A lot of the claimants go political on me and I don’t want to go there. It has nothing to do with what we’re doing right now, I'm trying to find you a solution. But that’s what’s so hard for me, professionally and emotionally, because your hands are tied. There’s nothing I can do to help them. Thursday, I had to log off… I told my supervisor, “Nope, that’s enough. This is verbal abuse.” “Oh, you should escalate those calls.” You guys aren’t available because there’s all these new people that need help and you want to put an irate person that’s ready to come through the phone on hold for 20 minutes? Probably not. I try the best I can since I am one of the seasoned reps.

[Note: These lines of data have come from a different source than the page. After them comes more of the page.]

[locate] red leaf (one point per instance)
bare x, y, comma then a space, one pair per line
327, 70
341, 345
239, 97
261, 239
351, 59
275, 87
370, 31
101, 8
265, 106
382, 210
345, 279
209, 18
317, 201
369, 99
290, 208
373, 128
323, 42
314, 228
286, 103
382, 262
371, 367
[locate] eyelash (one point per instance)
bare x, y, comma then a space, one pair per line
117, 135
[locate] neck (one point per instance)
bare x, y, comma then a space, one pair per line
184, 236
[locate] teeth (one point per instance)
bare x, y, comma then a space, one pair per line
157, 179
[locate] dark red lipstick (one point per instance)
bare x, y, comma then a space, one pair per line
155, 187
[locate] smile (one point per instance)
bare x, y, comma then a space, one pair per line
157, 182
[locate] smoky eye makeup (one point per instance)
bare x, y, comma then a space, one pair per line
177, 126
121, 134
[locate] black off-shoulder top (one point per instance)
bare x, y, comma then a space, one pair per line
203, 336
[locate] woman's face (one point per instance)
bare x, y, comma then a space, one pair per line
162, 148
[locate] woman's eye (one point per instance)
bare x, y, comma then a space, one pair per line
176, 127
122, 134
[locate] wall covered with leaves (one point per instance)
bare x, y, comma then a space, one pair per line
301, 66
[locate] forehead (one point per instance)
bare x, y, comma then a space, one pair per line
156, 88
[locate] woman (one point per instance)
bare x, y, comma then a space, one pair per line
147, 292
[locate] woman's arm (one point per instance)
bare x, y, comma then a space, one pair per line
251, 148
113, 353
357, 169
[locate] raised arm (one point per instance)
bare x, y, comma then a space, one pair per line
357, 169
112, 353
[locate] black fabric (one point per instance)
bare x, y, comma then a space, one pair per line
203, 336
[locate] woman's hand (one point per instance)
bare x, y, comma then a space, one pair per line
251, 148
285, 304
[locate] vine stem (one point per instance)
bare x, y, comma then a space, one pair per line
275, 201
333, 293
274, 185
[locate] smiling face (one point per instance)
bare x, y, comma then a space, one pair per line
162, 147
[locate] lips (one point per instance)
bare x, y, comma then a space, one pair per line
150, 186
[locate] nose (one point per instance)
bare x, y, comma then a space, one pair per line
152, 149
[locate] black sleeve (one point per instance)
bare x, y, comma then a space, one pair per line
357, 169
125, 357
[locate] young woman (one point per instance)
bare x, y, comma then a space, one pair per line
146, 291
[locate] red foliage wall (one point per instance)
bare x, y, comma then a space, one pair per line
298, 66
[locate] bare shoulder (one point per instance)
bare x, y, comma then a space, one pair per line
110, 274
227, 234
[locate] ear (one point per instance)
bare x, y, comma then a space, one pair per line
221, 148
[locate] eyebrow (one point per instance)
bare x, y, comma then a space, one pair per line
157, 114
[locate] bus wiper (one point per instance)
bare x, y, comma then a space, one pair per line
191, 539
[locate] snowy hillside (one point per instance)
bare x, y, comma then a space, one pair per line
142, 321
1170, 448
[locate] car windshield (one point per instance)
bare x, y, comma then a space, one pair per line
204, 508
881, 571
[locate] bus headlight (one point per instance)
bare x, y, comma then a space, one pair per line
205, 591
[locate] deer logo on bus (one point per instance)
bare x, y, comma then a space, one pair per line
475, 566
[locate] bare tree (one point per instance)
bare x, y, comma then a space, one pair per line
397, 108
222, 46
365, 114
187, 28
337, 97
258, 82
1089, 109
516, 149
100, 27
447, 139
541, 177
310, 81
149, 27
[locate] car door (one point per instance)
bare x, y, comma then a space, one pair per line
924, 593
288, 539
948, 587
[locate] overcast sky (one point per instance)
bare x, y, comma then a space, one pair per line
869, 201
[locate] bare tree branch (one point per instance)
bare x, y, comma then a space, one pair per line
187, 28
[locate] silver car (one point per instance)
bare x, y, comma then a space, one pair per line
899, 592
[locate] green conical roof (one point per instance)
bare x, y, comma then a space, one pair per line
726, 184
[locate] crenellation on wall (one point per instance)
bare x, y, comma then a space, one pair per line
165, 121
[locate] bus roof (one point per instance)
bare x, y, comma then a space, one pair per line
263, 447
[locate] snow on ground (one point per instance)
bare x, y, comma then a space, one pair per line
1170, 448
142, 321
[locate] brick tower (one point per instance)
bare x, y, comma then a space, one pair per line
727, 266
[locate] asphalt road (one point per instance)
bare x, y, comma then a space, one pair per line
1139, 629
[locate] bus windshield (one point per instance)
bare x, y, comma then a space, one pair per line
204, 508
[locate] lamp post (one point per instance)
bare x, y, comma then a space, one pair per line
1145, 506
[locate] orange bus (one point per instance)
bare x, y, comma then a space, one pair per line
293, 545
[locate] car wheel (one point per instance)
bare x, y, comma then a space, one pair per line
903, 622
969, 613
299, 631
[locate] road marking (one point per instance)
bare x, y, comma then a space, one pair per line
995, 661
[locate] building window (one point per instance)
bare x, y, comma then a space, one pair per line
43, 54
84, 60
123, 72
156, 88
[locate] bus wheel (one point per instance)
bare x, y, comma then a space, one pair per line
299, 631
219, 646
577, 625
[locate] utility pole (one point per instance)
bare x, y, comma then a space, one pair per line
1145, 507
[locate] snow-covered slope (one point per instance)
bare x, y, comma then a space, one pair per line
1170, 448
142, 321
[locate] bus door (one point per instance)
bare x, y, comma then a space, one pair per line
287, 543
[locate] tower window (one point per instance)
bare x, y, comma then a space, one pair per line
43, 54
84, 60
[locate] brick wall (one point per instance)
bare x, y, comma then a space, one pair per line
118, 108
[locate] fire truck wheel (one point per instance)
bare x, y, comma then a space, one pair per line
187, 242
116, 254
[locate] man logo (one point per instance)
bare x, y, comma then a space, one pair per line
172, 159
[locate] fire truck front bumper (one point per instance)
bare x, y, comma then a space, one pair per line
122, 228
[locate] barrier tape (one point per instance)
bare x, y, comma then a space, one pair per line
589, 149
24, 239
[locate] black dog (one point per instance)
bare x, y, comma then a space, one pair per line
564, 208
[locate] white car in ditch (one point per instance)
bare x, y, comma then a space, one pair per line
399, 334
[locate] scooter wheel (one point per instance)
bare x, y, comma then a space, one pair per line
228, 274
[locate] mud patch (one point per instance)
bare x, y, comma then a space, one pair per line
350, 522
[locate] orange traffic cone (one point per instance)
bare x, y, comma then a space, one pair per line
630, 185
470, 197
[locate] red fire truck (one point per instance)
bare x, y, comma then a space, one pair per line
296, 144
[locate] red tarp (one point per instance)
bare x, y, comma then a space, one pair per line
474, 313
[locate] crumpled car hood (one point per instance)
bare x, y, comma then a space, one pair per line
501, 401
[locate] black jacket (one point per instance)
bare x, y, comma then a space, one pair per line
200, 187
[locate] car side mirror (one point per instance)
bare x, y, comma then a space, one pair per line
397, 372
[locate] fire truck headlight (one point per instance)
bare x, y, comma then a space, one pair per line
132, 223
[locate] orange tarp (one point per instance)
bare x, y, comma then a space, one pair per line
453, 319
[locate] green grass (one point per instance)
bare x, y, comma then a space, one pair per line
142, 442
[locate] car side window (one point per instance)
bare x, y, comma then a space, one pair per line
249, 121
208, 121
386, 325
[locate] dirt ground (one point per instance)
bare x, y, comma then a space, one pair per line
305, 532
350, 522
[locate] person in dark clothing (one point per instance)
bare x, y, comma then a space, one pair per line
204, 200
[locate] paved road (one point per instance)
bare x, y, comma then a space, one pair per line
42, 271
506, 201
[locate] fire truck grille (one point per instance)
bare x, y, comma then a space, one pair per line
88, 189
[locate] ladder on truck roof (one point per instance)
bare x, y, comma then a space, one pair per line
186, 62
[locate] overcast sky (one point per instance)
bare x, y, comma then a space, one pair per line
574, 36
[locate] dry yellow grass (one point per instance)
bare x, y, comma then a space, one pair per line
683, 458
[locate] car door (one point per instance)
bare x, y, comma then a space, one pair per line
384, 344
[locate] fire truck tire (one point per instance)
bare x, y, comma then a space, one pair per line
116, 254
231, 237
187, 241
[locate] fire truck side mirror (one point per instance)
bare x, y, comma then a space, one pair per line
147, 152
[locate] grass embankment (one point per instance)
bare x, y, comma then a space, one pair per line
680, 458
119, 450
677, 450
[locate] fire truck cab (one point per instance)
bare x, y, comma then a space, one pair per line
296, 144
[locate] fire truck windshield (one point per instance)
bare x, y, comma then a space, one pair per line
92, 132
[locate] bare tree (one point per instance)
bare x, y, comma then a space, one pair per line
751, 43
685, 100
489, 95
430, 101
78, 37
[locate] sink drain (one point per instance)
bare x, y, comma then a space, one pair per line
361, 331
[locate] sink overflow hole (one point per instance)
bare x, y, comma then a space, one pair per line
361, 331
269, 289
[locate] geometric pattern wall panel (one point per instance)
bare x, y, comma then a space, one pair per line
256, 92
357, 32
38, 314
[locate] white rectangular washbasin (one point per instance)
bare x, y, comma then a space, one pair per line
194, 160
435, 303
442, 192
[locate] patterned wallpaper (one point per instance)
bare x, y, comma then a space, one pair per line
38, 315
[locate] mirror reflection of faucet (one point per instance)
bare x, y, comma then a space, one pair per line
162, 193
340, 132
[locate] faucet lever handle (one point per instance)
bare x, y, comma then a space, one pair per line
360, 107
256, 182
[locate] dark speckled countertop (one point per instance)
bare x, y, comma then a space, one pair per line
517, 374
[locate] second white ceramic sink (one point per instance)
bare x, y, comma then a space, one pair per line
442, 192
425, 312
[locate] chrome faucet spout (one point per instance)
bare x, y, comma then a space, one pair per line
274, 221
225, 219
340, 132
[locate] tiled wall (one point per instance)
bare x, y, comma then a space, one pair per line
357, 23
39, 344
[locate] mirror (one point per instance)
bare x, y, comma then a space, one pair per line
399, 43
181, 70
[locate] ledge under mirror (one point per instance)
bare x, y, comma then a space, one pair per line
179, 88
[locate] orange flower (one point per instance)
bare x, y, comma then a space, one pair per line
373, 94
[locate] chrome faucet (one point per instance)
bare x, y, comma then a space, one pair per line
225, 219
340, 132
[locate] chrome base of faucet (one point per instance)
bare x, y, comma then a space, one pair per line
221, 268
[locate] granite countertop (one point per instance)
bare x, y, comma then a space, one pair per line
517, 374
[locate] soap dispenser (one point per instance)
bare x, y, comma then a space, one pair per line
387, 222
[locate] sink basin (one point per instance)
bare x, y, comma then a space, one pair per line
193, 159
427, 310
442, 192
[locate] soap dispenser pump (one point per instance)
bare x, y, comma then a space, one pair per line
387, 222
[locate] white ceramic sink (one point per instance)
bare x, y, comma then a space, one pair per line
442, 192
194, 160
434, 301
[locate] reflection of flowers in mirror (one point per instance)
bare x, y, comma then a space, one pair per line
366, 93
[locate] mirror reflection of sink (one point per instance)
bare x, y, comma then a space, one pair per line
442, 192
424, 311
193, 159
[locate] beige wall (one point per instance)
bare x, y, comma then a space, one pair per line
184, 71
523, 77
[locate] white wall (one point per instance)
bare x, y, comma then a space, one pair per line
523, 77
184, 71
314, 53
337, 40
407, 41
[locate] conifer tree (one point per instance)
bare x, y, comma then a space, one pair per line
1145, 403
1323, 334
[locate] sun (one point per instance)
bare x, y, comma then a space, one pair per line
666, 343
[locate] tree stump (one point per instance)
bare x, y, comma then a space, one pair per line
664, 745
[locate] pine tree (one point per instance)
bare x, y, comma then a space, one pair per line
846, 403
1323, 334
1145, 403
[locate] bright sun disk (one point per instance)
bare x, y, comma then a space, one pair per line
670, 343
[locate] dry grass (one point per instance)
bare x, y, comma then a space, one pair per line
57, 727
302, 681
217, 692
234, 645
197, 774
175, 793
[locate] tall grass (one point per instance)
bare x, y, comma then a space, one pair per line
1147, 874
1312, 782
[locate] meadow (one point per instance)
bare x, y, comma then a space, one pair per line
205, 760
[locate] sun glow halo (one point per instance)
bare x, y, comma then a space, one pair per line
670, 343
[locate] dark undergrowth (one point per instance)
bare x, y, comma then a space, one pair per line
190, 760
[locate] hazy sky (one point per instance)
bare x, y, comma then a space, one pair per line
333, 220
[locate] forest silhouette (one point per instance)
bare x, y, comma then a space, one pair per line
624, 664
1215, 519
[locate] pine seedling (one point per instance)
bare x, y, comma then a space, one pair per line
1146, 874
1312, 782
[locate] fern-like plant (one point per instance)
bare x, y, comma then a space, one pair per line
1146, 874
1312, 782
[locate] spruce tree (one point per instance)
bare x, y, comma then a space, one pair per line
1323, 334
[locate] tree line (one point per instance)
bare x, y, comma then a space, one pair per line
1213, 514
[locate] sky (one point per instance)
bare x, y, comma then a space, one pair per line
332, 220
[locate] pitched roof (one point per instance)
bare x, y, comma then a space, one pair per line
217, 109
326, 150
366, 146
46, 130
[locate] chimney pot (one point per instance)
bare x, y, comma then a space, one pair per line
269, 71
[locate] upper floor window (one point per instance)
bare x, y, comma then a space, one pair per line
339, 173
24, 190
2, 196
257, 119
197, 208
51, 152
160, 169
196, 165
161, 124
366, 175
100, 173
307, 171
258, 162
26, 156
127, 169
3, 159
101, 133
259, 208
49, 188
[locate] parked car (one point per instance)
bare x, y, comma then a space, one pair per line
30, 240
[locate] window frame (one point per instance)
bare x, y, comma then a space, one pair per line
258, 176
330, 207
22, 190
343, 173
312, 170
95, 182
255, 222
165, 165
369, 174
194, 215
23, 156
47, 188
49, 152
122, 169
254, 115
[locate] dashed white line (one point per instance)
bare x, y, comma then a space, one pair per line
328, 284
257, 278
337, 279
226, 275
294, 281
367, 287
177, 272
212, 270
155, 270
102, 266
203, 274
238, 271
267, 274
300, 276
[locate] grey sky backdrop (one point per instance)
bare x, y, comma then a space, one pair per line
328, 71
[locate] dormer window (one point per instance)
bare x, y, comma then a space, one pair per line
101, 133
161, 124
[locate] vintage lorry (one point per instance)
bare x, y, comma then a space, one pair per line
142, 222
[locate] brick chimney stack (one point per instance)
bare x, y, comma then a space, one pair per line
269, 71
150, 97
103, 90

They’re not going to tell them anything different than I am. And that’s probably going to tick them off even more.
I’m mentally wiped out. Thursday when it was so out of control, my blood pressure just shot through the roof… that was an acute anxiety attack, that’s what that was. There’s a lot of things that the corporation… they’ve taken away some of our benefits. We were due for a merit raise at the beginning of the year, and “Oh, the rest of the departments aren’t doing that.” We’re making a ton of money for them and being worked to death. And the new people that are getting hired are being hired without training at a higher rate than what I’m getting paid now. But I'm going to be 60 this year… what do you do? But to me, I see a light, it’s coming.
I’ve seen the way people act out there when I pick up my own medication. It’s like, “Oooh. I think I've talked to her on the phone.” I’ve even stepped in; we had a big old long line and she’s just going off and the pharmacist is just… Finally I go, “You know what, you’re not the only one here and I’m sorry you’re having an issue but you’re holding up everybody and apparently you don’t care and you’re treating him very disrespectfully.” When she left the pharmacist goes, “I would hug you if I could right now.” I do this over the phone every single day but the advantage of that is that I have a hold button.